Nuestra hipótesis podría inducir a pensar que, como somos cuerpos virtuales, se puede matar o morir sin que ello tenga demasiada importancia.  Pero hemos de tener claro que, aunque nuestro mundo no exista, para nosotros sí que existe; una pesadilla no existe excepto para quien la padece.  La muerte para quien la vive, aunque sea en sueños, la vive como real.  El tenso acontecer del suicidio, justificado por la razón que sea, no es sino una fuerte atracción instintiva por la muerte.  En nuestro supuesto podríamos contemplarla como una fuerte seducción que el vídeo-juego en el que estamos metidos ejerce sobre los suicidas, es como dejar al mal que nos dé el jaque mate antes de tiempo sin hacer nada por evitarlo.

Lamentaría profundamente que esta nueva visión de nuestra realidad, expuesta en estos últimos capítulos, indujera al suicidio o al asesinato.  Pero no me extrañaría nada que así sucediera.  Nuestro instinto de muerte siempre busca excusas para alcanzar su fin.  No sería la primera vez.  La Historia está llena de matanzas justificadas por ideologías absurdas, el instinto de muerte siempre buscará justificaciones para matar incluso donde no las haya.  Y el hecho de que nos demostremos que estamos en el interior de un vídeo-juego puede dar pie a pensar que se puede matar impunemente. 

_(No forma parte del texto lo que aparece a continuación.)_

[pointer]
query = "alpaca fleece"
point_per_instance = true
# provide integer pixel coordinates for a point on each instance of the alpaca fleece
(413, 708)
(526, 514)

Hasta que encontremos nuevas formas mejor de atajar el mal de este mundo, las leyes represivas de la violencia serán la única salvaguarda para mantener a raya el tremendo instinto autodestructivo de nuestra raza que nos hace matarnos los unos a los otros,

Hemos de defender la vida del instinto de muerte, aunque sea dando palos de ciego.  En capítulos anteriores dije que estuviéramos alerta cuando oyéramos en cualquier camino espiritual hablar mal de este mundo, no porque estuvieran equivocados, aunque muy a menudo exageran demasiado, sino porque tras ello puede existir una inducción al suicidio o a abandonar nuestras necesidades básicas provocándonos un lento morir.  Yo estoy haciendo ahora algo semejante al poner de manifiesto el mal y la ilusión de este mundo, pero a la vez estoy proponiendo luchar contra el instinto de muerte, al menos hasta que consigamos desprogramarlo definitivamente.  Mientras tanto, sólo tenemos la lucha por una vida digna y feliz como la única defensa contra la atracción de la muerte; solamente defendiendo nuestra vida podremos dedicarnos a intentar combatir todos los males de este mundo.